Getting married is usually a straightforward matter. You obtain a marriage license, have a ceremony officiated by a religious leader, judge or other qualified person and you’re done. However, some couples do not follow all the steps. For example, they may have a ceremony but neglect to get a license. Are they legally married if they don’t have a marriage license?
New York requires a marriage license. However, the state acknowledges that some individuals may not realize they need one or marry in a different jurisdiction and, thus, neglect to obtain a license in New York. As a result, New York will recognize the validity of the marriage – even if you don’t have a marriage license – provided two requirements are met. First, there must have been a ceremony officiated by someone qualified to marry people under New York law. Second, in the ceremony, the individuals must promise to take each other in marriage as spouses.
The exchange of vows is key because it is that promise that creates a marriage contract between two people. For example, in a divorce case we handled, one party argued there was no valid marriage because there were no reciprocal promises during the ceremony. In addition, there was other evidence to show that the parties did not act as a married couple during their time together. While they had a child, they lived separately and kept their finances separate. Significantly, they filed tax returns as single unmarried filers; not married, filing separately. Although not determinative, how tax returns were filed is relevant because the law says that a party cannot take a position contrary to what he or she stated on a tax return.
The takeaway for couples is to be sure you want to be married and, if you do, secure a marriage license. If you don’t want to be married but want a ceremony to commemorate your relationship, be sure that you do not exchange vows or anything that remotely resembles marriage vows. Marriage provides certain important legal rights both during marriage and afterward if you divorce or your spouse dies. New York courts will err on the side of a valid marriage – particularly if there are children born to the marriage.
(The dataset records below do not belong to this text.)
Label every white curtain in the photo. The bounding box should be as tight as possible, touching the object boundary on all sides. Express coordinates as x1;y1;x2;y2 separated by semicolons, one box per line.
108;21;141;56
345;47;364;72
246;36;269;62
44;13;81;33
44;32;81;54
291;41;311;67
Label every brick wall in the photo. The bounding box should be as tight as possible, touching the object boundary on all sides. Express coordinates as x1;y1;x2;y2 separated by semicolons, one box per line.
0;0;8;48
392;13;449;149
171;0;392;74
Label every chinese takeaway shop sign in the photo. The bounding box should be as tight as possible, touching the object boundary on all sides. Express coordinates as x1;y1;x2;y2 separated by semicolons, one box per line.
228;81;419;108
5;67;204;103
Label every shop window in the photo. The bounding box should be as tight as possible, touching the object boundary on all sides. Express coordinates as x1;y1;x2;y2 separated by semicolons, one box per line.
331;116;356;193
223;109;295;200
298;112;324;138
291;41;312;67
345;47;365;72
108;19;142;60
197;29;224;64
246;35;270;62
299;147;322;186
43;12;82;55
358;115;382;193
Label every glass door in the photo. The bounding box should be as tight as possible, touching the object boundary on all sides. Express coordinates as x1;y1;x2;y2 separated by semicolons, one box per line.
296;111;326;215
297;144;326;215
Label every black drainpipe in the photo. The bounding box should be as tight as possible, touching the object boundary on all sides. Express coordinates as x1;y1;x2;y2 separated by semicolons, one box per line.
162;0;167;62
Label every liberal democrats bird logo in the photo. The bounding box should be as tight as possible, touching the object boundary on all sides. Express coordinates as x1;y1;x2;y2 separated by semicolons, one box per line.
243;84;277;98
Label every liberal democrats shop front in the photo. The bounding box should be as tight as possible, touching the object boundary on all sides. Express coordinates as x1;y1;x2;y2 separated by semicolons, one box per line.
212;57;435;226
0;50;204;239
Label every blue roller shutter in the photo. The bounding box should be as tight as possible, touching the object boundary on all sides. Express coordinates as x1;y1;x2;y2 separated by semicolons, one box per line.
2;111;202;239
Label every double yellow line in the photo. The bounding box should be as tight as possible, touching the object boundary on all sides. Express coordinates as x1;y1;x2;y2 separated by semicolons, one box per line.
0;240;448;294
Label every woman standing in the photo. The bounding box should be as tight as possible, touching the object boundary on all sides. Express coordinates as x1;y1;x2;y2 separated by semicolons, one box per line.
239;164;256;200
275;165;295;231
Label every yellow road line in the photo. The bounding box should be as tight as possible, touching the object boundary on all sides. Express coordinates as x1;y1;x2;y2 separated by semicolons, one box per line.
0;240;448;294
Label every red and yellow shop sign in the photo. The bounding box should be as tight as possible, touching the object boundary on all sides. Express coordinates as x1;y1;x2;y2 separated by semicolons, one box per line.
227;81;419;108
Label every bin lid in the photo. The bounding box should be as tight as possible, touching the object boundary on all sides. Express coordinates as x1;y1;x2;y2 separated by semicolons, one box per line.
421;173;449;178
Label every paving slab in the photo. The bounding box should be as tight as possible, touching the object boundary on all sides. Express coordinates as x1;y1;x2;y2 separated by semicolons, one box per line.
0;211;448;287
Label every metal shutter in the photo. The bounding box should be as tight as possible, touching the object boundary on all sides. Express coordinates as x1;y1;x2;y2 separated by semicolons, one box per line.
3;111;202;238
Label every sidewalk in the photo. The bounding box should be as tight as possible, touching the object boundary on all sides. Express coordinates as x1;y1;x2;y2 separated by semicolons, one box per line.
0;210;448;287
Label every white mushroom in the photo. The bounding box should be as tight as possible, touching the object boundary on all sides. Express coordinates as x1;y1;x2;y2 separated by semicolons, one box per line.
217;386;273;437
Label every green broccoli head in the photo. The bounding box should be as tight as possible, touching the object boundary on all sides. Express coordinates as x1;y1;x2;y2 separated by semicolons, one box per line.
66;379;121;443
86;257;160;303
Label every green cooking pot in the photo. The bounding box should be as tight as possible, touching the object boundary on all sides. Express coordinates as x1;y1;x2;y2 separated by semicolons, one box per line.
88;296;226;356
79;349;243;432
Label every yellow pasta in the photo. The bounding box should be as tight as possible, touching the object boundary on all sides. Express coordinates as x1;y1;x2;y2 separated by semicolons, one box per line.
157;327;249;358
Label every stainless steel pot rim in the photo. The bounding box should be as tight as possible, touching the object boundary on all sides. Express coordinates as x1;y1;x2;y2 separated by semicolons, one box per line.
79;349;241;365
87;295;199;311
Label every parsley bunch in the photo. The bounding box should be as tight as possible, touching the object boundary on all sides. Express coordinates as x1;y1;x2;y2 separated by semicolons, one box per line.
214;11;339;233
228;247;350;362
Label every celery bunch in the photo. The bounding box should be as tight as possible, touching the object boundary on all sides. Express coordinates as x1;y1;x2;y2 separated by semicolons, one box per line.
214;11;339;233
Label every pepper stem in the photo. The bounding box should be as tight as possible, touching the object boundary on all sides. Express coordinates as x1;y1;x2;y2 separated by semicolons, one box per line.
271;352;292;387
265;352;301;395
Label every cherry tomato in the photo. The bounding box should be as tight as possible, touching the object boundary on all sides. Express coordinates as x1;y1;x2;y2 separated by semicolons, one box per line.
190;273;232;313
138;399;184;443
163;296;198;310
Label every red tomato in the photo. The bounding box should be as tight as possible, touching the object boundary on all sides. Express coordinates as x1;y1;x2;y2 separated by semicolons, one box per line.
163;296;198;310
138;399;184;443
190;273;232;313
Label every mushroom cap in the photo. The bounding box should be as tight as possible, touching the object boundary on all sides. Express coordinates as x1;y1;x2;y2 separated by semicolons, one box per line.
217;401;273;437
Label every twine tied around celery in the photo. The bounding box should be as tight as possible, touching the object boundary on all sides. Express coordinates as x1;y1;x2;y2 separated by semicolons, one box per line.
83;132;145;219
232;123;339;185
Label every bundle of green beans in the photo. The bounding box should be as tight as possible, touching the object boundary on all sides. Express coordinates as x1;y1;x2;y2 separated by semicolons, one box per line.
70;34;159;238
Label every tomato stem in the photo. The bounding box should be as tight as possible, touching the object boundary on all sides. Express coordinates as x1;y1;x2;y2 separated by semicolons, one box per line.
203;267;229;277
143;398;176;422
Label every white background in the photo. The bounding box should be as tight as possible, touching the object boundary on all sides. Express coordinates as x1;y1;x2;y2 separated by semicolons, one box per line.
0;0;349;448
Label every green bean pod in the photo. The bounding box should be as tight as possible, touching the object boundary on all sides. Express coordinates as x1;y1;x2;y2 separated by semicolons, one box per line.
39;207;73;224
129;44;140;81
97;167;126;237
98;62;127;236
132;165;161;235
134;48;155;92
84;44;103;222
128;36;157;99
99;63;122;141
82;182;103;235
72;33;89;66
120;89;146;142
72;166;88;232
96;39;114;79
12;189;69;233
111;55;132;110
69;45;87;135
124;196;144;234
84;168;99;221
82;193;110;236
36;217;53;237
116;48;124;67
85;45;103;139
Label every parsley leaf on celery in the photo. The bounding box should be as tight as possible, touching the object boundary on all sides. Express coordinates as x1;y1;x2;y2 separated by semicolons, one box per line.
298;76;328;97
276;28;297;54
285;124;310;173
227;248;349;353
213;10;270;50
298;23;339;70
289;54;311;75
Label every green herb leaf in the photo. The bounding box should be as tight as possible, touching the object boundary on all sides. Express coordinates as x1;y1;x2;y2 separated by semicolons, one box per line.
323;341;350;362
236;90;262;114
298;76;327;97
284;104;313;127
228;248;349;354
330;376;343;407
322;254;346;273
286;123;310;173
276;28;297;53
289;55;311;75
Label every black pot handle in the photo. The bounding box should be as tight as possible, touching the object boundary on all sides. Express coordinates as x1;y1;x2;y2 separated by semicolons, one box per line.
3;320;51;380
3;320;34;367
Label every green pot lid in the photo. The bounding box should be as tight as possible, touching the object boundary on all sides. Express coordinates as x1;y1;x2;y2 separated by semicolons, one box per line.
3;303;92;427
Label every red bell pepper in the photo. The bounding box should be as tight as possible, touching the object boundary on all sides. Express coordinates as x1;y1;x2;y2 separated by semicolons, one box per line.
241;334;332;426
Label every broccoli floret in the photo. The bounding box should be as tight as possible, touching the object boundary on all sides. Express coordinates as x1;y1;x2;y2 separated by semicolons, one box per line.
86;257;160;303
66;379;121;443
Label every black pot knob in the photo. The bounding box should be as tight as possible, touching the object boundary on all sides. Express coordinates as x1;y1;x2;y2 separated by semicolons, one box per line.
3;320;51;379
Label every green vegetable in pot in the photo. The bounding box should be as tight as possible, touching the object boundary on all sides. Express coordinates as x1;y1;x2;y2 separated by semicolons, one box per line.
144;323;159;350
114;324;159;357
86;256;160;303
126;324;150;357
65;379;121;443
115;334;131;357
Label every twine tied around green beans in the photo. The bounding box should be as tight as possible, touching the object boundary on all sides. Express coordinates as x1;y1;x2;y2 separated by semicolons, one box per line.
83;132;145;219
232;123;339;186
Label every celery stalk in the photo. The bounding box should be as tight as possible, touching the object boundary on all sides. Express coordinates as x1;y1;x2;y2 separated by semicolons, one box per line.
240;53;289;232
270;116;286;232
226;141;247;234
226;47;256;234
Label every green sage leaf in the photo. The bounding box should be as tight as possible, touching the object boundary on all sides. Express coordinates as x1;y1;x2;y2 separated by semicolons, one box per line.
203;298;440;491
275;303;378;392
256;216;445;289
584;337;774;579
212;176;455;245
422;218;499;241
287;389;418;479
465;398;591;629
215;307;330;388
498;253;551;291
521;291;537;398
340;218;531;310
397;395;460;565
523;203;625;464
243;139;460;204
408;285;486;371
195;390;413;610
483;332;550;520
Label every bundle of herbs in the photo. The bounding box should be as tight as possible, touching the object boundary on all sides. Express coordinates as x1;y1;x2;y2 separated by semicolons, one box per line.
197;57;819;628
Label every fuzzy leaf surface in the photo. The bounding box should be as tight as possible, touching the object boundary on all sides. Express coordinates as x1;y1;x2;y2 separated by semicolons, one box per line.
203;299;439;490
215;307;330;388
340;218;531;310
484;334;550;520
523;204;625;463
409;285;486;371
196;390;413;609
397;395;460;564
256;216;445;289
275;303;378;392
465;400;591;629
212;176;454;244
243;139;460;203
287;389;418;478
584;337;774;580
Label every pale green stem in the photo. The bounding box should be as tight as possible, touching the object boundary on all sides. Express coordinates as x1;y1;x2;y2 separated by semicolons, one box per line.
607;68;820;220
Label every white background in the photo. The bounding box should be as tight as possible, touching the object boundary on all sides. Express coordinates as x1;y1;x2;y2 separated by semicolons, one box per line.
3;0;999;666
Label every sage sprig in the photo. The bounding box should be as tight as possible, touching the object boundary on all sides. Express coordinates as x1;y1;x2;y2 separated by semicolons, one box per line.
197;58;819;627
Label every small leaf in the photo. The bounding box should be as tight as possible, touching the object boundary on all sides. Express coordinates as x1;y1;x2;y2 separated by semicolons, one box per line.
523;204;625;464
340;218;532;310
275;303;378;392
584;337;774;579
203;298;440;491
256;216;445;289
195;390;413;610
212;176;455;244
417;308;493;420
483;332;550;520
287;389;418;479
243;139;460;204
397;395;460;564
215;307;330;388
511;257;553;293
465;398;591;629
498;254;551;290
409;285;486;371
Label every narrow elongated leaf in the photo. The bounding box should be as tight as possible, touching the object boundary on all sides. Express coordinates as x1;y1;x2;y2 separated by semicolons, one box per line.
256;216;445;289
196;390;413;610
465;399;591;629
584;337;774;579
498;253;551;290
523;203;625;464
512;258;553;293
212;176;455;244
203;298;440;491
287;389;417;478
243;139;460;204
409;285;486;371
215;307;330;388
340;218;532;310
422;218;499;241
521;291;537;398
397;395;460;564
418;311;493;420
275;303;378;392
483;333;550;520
To be clear, no one should want the issue of the validity of their marriage to be determined by a judge.
Marriage is a major decision in your life that should not be taken lightly. Many jurisdictions, including New York, require a waiting period before a valid wedding ceremony can take place to ensure the parties thereto have contemplated the seriousness of marriage and what it represents. While romantic in nature, legally speaking, marriage means that each party thereto takes legal and financial responsibility for the other which is why divorce can be a lengthy process.